A third-party developer could write an app that does nothing but register for push tile notifications and then write a server-side tile pusher to update the tile of the "do nothing" app, and a web app to generate the clock image when the handset receives new tile data. However, sending 1,440 tile notifications a day would use a lot of data (particularly if the tile update pointed to a network-based image to show) and would require an SSL certificate. Cutting back to 5-minute updates would work without a cert. However, this is a fair amount of work for a clock.
 
This is a bit of a newbie question but does this mean there can never be a live tile (or something similar) that lets me have a clock in the home screen of my 920, besides that tinny little clock on the top left corner? Or is there such a feature and im a bigger ***** than i thought? :-D I was an android user and ditched it for WP/Nokia (1 month or so ago) and that home screen clock is the ONLY thing i miss.Thx in advance for any answers.

Like Ganesh mentioned, there obviously is an API for creating live-tiles, but he's wrong in stating that it allows any developer to create something like an on-screen clock. The OS itself is perfectly capable of running tasks in the background, as it does so itself, permanently, but that functionality isn't available to the average developer. Only MS, or OEMs working together with MS, have access to that sort of functionality, which is how HTC created their on-screen clock for their WP devices.

As such, calling this inability an OS limitation is incorrect, as the OS is capable of doing exactly that. Rather, it's a deliberate design decision that MS made, to ensure that WP can always focus all of your devices hardware resources on the task that you, the user, are currently working with, and postpone live tile updates to a more appropriate time (when the device is idling).

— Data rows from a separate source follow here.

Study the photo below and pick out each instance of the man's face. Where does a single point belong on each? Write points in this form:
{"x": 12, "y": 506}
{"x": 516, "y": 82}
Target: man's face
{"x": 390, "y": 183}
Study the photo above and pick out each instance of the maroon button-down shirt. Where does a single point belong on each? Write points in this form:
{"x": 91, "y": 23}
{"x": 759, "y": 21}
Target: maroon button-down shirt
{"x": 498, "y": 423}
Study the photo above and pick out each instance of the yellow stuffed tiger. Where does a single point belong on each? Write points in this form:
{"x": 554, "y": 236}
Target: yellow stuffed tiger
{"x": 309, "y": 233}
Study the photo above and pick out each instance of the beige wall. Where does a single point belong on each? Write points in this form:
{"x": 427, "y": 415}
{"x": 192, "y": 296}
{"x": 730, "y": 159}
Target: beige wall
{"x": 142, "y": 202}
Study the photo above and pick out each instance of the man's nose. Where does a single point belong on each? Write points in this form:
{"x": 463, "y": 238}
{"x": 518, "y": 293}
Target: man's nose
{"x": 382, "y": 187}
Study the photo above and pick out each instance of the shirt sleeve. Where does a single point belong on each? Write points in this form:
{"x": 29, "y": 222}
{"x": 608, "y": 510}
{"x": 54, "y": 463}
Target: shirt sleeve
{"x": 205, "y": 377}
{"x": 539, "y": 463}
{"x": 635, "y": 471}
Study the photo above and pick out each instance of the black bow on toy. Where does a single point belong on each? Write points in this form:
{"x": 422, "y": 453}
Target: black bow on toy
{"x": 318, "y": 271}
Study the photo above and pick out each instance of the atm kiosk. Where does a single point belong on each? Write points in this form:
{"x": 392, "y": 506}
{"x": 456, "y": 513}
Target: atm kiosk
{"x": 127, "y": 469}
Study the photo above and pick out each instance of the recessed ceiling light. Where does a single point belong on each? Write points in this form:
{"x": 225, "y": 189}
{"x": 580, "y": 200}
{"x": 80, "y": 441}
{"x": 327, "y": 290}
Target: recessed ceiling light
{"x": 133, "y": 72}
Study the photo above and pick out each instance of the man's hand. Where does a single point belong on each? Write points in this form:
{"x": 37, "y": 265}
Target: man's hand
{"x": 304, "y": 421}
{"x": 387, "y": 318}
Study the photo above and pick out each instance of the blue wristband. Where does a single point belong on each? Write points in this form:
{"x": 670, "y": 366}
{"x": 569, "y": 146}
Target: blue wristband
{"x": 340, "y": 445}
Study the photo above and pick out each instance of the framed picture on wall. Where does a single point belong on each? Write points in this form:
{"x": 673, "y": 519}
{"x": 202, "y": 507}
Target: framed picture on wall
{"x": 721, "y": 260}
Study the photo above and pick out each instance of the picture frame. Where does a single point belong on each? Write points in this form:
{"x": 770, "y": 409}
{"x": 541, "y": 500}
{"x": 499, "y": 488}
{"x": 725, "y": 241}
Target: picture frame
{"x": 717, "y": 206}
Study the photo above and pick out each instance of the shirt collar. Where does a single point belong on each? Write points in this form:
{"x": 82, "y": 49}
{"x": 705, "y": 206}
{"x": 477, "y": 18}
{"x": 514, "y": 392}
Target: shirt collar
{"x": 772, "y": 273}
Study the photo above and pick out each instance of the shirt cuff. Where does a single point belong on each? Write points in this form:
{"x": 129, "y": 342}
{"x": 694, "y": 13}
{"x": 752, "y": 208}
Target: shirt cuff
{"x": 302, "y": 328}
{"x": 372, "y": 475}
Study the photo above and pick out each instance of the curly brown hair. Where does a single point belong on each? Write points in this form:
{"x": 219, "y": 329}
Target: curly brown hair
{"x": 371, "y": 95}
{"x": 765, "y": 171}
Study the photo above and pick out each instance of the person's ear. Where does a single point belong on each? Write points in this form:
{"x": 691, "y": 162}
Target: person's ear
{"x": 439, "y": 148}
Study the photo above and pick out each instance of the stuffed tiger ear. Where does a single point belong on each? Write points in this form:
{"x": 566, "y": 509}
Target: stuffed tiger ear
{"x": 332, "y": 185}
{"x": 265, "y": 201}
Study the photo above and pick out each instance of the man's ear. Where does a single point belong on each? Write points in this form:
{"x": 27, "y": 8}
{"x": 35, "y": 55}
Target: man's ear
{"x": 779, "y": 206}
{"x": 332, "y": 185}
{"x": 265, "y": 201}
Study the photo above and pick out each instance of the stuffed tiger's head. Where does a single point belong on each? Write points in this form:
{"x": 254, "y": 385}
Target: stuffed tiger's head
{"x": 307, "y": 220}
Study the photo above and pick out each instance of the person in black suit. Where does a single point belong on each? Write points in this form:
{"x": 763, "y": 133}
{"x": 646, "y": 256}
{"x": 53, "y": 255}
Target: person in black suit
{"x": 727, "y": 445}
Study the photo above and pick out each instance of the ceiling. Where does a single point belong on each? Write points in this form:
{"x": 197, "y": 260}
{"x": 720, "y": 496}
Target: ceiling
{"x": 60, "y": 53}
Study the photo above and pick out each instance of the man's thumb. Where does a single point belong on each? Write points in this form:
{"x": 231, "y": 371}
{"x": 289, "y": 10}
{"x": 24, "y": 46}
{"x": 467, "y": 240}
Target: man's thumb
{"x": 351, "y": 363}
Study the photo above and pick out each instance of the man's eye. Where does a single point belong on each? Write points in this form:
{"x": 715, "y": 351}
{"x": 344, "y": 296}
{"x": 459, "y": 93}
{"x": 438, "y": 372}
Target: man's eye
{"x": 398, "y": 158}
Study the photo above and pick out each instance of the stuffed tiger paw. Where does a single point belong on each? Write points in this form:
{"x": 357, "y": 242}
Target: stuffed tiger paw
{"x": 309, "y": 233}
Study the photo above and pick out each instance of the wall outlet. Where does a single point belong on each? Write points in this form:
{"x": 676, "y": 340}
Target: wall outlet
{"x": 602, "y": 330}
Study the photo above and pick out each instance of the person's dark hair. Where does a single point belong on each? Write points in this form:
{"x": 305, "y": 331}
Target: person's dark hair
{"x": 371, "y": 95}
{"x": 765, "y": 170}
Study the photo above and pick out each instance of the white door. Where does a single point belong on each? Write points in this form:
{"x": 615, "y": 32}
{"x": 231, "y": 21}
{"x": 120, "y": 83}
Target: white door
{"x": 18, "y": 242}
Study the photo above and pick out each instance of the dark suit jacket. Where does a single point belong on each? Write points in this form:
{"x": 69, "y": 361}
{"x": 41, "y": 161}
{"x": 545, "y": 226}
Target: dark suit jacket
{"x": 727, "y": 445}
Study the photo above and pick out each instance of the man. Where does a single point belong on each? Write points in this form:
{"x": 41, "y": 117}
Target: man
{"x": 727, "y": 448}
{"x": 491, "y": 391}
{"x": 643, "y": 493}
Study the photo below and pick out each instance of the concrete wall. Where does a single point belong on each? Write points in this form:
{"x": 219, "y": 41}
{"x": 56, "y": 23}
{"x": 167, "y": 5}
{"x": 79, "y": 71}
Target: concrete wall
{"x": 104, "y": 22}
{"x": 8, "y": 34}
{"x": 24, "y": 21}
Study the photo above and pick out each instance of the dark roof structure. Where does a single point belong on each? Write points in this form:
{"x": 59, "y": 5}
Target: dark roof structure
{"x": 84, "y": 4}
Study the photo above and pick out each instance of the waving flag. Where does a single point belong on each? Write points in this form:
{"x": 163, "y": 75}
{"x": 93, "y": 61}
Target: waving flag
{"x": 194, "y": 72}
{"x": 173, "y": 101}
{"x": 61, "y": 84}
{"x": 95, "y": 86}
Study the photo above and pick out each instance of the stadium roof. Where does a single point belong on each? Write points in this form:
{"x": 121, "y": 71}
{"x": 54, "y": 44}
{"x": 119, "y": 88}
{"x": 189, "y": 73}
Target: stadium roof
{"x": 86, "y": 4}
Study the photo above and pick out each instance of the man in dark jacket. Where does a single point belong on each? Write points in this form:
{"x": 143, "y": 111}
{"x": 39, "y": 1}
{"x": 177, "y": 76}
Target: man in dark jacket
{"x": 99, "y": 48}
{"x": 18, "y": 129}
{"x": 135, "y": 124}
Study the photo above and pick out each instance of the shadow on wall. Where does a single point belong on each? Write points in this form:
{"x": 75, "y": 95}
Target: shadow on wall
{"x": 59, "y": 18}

This prevents those hardware resources from being diverted by arbitrary apps, to do arbitrary processing at arbitrary times. The most visual benefit is the fact that WP is largely jitter and lag free, even on low end devices. Like every software engineering decision, this too leads to something gained and something lost. It's up to every customer to decide if the trade-off was worth it.

The likelihood of this basic principle changing is very low, probably zero, but that doesn't mean you'll never get what you want, e.g. MS might decide to deliver a clock live-tile as part of WP. You just won't get it now, at least not without owning a HTC device.